Would you listen to a protest?
The recent activity here in DC regarding the IMF and World Bank has people taking to the streets, and I'm wondering if it's completely fruitless. If it's all in vain. The central question that I'm wondering today is whether or not protests work.
It seems like there's a decent amount of examples on both sides, but it's clear when a protest fails. When a protest "works", it might not actually be the reason that an issue was resolved. Perhaps there were back door dealings, meetings, changes of heart. Maybe the protest was taking place after the government decided to change its stance.

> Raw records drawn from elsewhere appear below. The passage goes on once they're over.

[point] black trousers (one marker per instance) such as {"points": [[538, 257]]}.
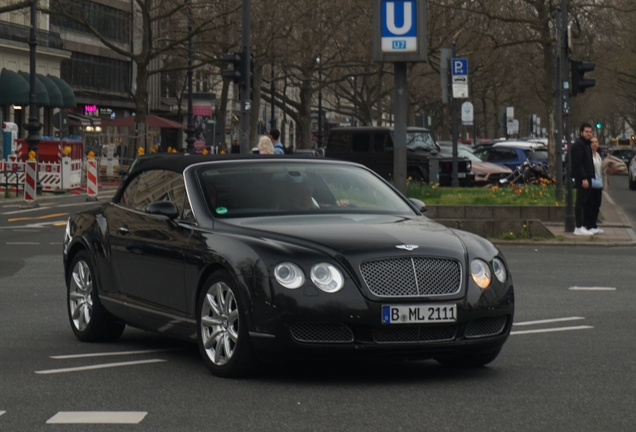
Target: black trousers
{"points": [[581, 209], [593, 208]]}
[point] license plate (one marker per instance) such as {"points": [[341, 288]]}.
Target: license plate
{"points": [[417, 314]]}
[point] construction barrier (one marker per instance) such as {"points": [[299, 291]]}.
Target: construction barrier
{"points": [[91, 178], [29, 185]]}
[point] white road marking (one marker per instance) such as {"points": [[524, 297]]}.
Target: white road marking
{"points": [[551, 330], [98, 366], [98, 417], [548, 321], [106, 354], [592, 289]]}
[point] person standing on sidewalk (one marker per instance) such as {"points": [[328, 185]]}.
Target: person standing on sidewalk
{"points": [[583, 172]]}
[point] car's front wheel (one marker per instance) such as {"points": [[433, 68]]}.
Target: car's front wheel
{"points": [[89, 320], [222, 329], [469, 360]]}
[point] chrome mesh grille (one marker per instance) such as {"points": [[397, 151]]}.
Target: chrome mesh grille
{"points": [[321, 332], [409, 277], [485, 327], [426, 333]]}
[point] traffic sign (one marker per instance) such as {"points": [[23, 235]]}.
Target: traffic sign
{"points": [[399, 26]]}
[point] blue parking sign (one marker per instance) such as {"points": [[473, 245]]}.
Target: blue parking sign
{"points": [[399, 26]]}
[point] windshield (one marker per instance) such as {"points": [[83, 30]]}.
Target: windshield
{"points": [[269, 188], [420, 141]]}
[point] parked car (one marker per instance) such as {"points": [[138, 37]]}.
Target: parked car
{"points": [[373, 148], [485, 172], [624, 154], [513, 156], [268, 257]]}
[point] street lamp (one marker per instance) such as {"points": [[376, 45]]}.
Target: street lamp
{"points": [[319, 134], [190, 139], [33, 126]]}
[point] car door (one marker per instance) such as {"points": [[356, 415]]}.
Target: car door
{"points": [[148, 250]]}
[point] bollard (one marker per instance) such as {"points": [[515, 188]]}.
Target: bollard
{"points": [[91, 180]]}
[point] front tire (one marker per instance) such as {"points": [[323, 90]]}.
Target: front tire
{"points": [[89, 320], [470, 360], [222, 334]]}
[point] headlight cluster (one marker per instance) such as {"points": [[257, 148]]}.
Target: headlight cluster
{"points": [[481, 272], [324, 275]]}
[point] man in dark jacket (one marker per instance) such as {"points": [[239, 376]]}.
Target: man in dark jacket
{"points": [[583, 172]]}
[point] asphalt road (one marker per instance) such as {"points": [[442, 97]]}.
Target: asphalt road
{"points": [[568, 365]]}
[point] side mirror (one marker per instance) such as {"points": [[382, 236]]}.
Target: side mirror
{"points": [[163, 208], [419, 204]]}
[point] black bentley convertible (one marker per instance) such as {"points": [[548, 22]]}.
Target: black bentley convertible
{"points": [[257, 258]]}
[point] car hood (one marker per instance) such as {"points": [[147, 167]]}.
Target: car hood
{"points": [[359, 234], [490, 168]]}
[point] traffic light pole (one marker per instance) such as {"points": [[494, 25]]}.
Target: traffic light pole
{"points": [[246, 103]]}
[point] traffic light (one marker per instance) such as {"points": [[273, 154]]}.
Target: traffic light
{"points": [[236, 60], [579, 82]]}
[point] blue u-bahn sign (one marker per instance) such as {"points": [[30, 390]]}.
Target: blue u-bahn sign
{"points": [[399, 30], [399, 26]]}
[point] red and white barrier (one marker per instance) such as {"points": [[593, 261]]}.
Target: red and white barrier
{"points": [[29, 183], [91, 178]]}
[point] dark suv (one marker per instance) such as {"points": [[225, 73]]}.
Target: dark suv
{"points": [[373, 148]]}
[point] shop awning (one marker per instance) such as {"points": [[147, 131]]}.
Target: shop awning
{"points": [[41, 95], [14, 90], [55, 95], [67, 94]]}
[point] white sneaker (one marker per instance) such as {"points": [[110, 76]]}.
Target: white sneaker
{"points": [[582, 231]]}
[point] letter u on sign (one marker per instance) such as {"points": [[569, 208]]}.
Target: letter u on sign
{"points": [[399, 26]]}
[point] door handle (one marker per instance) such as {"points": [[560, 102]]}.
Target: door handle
{"points": [[123, 230]]}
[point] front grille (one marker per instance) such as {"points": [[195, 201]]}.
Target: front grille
{"points": [[321, 332], [425, 333], [409, 277], [485, 327]]}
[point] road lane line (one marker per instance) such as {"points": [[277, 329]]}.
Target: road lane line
{"points": [[37, 217], [551, 330], [98, 366], [106, 354], [548, 321], [97, 417], [592, 289]]}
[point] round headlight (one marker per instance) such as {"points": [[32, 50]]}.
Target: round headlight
{"points": [[289, 275], [499, 270], [480, 271], [327, 277]]}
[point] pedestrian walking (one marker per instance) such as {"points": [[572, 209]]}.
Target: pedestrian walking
{"points": [[583, 172]]}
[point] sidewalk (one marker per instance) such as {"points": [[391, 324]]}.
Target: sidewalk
{"points": [[616, 225]]}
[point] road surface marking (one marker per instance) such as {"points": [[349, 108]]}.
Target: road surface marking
{"points": [[548, 321], [551, 330], [37, 217], [592, 289], [106, 354], [99, 366], [97, 417]]}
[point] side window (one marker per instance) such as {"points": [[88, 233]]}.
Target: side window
{"points": [[160, 185], [338, 143], [379, 141], [128, 197], [360, 143]]}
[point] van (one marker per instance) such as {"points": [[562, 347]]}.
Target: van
{"points": [[373, 148]]}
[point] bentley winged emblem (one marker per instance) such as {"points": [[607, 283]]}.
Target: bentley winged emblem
{"points": [[407, 247]]}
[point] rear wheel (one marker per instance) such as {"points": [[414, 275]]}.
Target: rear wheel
{"points": [[89, 320], [222, 334], [469, 360]]}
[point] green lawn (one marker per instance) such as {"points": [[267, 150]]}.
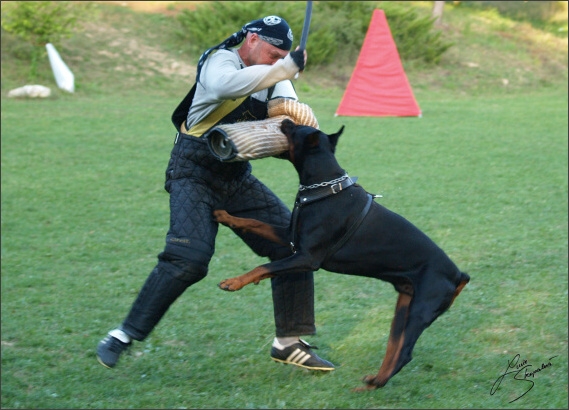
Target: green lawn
{"points": [[84, 215]]}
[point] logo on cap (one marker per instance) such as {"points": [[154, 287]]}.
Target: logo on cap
{"points": [[272, 20]]}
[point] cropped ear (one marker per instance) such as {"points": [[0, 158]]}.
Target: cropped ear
{"points": [[334, 137], [313, 139]]}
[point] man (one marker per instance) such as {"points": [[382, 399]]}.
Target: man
{"points": [[232, 85]]}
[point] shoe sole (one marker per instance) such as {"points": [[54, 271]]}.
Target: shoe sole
{"points": [[324, 369], [106, 365]]}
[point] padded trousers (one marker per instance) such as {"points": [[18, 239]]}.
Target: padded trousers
{"points": [[198, 184]]}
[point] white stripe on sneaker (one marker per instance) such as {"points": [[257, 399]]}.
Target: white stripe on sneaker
{"points": [[298, 356]]}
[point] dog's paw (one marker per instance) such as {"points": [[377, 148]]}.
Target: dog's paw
{"points": [[221, 216], [230, 285], [372, 382]]}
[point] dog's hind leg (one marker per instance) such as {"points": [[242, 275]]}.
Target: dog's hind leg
{"points": [[464, 279], [413, 314]]}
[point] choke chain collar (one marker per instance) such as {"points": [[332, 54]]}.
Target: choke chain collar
{"points": [[323, 184]]}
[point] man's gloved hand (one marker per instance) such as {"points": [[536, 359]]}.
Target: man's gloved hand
{"points": [[298, 58]]}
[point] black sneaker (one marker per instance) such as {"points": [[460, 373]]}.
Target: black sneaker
{"points": [[300, 355], [109, 351]]}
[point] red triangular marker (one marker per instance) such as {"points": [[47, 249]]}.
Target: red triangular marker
{"points": [[378, 86]]}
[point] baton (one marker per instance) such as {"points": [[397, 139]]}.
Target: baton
{"points": [[306, 27]]}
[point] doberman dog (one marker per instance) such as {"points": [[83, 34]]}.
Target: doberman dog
{"points": [[337, 226]]}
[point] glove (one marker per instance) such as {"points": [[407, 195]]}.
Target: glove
{"points": [[298, 58]]}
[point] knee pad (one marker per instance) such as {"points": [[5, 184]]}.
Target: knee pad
{"points": [[184, 263]]}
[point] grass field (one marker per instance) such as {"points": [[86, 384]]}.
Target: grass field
{"points": [[84, 215]]}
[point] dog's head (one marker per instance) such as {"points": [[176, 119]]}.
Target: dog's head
{"points": [[304, 140]]}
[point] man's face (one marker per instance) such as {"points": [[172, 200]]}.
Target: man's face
{"points": [[264, 53]]}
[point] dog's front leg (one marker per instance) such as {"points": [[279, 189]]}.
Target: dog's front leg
{"points": [[254, 276], [296, 263], [262, 229], [391, 362]]}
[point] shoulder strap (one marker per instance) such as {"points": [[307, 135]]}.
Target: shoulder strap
{"points": [[215, 116]]}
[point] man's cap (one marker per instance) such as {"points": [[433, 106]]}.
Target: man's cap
{"points": [[272, 29]]}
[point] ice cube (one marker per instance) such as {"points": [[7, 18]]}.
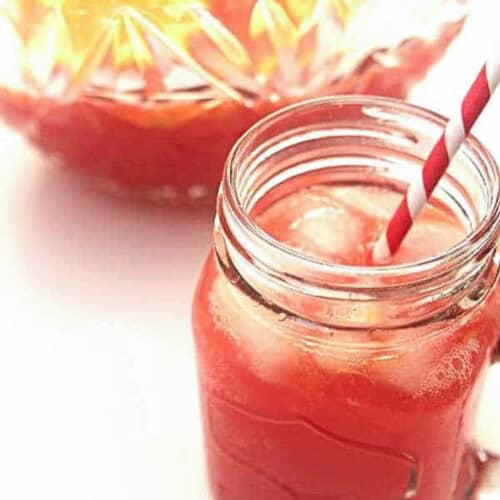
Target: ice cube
{"points": [[431, 235], [312, 222], [258, 331], [374, 201]]}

There's a lot of money put into these things as well. A lot of time and effort by organizers. Is all of that just a wash? Would you even care to listen to a mob of strangers if you were running things?
This is our revolution, neutered.
Since we can't pick up arms against our government anymore - like we did in 1776 and off and on over the next 100 years - it seems like protesting is our way of walking up to the current power, pointing a finger at them, and yelling, "Bang!". It seems just as effective, too.
Have you ever protested anything? Or thought about it? Or been angry enough to?
Most of our founding political philosophers felt that the need for government came directly from a need to quell emotional responses. Instead of fire and passion, government should be built by reasoning and contemplation. Of course, Jefferson also claimed that a free society fed on "the blood of tyrants and patriots alike". The patriots he referred to being revolutionaries with weapons. I guess an even more overarching question (as I'm thinking about this) is one of how we change society.
How does one in the modern age go about affecting change on such a broad scale? If the world isn't turning out the way we think it should, are we powerless to stop it?